Written evidence submitted to an inquiry by the Commons’ Levelling Up, Housing and Communities (LUHC) Committee – which is investigating the finances and sustainability of the social-housing sector – revealed that some councils had already paused their programmes due to squeezed budgets, with others set to do so.

The Local Government Association (LGA) said that “there is rising concern that the council-housing system is the scene of a perfect storm of pressure”, resulting from national, global and local issues.

Problems include reduced income due to inflation that exceeds rent caps and a right-to-buy scheme that leaves councils with “too little to replace the homes sold”, the LGA said.

The association added that higher construction costs and interest rates were currently being absorbed by most councils. But it warned that, without additional support, “the impact is much more likely to be felt on programmes which commence from next year, with the very real potential for programmes to be scaled back significantly”.

Total social housing delivery is estimated at up to 2,500 new homes per year, with 40 per cent of them in London. The LGA argued that increases in central grant subsidies or more flexibility on using right-to-buy receipts will be needed “in order to maintain programmes at the rate envisaged”.

Assuming inflation in construction costs of 10 per cent, the LGA said that additional grant funding of £25,000 for each unit will be needed to stop delivery totals falling by 8 per cent.

If inflation in construction costs was 18 per cent, the extra grant funding needed would be £45,000 per unit to prevent a 14 per cent drop in total delivery.

Collective organisation London Councils said that build programmes in the capital “face serious viability pressures and some development is being paused”.

One unnamed borough experienced a build-cost increase of 30-35 per cent across its development programme. The programme is now in deficit by more than £26m, doubling the subsidy needed from the council.

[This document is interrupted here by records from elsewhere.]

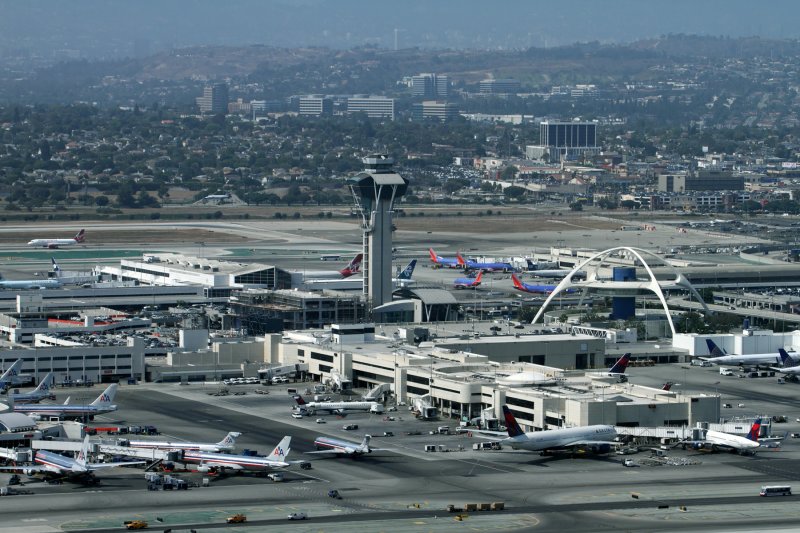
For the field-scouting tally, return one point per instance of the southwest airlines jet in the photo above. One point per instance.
(57, 243)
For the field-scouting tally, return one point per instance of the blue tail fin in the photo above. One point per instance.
(511, 423)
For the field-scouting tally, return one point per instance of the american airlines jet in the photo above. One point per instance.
(225, 444)
(595, 439)
(58, 243)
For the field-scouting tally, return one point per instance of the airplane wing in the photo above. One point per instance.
(98, 466)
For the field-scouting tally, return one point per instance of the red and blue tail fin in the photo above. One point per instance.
(511, 423)
(755, 429)
(620, 366)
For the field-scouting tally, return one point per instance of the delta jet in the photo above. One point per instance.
(468, 283)
(480, 265)
(103, 404)
(224, 445)
(439, 261)
(58, 243)
(714, 440)
(11, 375)
(336, 407)
(719, 357)
(220, 462)
(330, 446)
(595, 439)
(56, 464)
(42, 392)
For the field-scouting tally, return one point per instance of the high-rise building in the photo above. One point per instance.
(434, 110)
(214, 99)
(316, 105)
(430, 86)
(373, 106)
(499, 86)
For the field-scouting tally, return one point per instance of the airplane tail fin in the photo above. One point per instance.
(408, 271)
(511, 423)
(229, 440)
(281, 450)
(299, 399)
(107, 396)
(713, 349)
(755, 429)
(620, 366)
(80, 460)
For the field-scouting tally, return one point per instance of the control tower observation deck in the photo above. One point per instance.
(375, 190)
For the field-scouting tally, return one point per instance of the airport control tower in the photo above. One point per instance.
(375, 190)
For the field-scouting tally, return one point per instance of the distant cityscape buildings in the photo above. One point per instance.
(214, 99)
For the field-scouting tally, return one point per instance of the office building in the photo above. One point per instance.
(373, 106)
(315, 105)
(499, 86)
(434, 110)
(430, 86)
(214, 99)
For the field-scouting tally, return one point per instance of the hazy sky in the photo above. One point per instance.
(118, 28)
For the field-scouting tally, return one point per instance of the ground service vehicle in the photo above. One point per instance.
(775, 490)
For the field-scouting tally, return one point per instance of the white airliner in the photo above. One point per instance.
(719, 357)
(60, 465)
(103, 404)
(220, 462)
(715, 440)
(11, 375)
(336, 407)
(327, 445)
(58, 243)
(594, 439)
(42, 392)
(225, 444)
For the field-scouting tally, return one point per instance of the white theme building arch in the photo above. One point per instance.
(630, 287)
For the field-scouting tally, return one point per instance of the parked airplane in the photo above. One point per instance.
(57, 243)
(468, 283)
(327, 445)
(594, 439)
(719, 357)
(481, 265)
(103, 404)
(715, 440)
(42, 392)
(533, 288)
(11, 375)
(337, 407)
(61, 465)
(220, 462)
(225, 444)
(439, 261)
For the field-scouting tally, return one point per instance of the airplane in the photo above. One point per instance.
(42, 392)
(720, 357)
(595, 439)
(327, 445)
(101, 405)
(715, 440)
(468, 283)
(336, 407)
(532, 288)
(354, 267)
(225, 444)
(439, 261)
(57, 243)
(61, 465)
(479, 265)
(220, 462)
(11, 375)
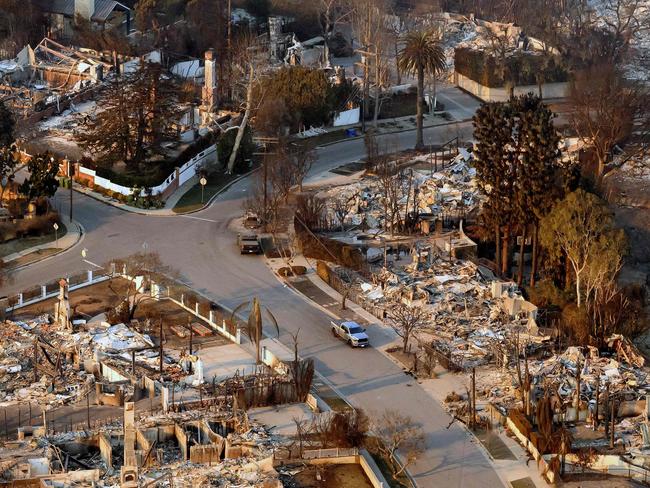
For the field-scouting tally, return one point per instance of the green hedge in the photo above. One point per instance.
(521, 68)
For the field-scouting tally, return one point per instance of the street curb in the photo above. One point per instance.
(222, 190)
(445, 124)
(80, 237)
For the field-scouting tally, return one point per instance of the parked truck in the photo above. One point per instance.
(248, 244)
(350, 332)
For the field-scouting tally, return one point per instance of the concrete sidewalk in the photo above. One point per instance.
(71, 237)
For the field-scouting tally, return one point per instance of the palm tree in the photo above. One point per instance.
(421, 55)
(254, 328)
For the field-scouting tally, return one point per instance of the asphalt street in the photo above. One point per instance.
(203, 248)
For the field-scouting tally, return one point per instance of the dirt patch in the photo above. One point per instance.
(96, 299)
(405, 359)
(91, 300)
(333, 476)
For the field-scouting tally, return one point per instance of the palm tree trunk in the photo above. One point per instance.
(497, 241)
(533, 271)
(419, 140)
(520, 272)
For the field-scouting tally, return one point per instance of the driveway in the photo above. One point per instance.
(203, 248)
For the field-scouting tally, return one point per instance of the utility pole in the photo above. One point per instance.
(70, 174)
(189, 325)
(473, 398)
(88, 409)
(597, 395)
(612, 406)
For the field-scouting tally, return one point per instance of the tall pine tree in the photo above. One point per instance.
(516, 162)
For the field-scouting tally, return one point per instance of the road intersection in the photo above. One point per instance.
(202, 247)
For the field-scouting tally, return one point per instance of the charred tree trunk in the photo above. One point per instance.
(522, 245)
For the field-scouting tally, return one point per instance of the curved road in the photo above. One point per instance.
(203, 249)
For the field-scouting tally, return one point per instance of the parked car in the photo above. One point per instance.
(350, 332)
(248, 244)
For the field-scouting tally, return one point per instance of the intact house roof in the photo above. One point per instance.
(103, 8)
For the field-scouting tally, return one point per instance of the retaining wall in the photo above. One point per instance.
(549, 90)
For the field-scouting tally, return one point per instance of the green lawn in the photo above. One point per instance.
(191, 200)
(18, 245)
(326, 138)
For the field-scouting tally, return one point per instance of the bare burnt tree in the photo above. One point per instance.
(399, 437)
(302, 371)
(605, 109)
(407, 320)
(137, 272)
(342, 205)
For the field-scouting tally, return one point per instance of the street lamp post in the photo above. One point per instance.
(56, 234)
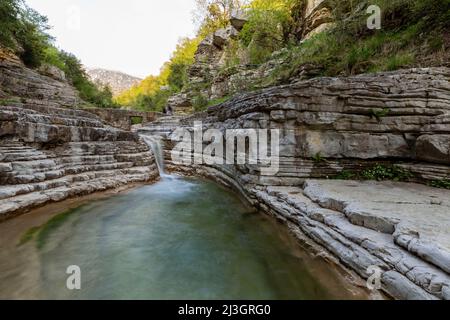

Building safety works are also contributing to financial pressures, with another London borough saying these were costing an extra £75m a year. For this council, “the investment needs of the [housing] stock exceed the financial resources available to fund it”, London Councils noted in its evidence.

The council’s housing revenue account has a shortfall of more than £100m over the next five years, despite it pausing the uncommitted stages of its new homes delivery programme.

Hull City Council warned in written evidence to the LUHC that “we are going realistically to have to scale back our overall aspirations for new-build properties over the medium term”.

The council is continuing with schemes already begun, but said future new-build projections have been halved. Hull explained that “costs are rising faster than income and we expect a series of additional challenges through net zero and building safety costs”.

Southwark Council said it had a “pipeline of housing projects ready to go” but that “the current system provides an unsustainable model of funding” to take its housebuilding programme forward.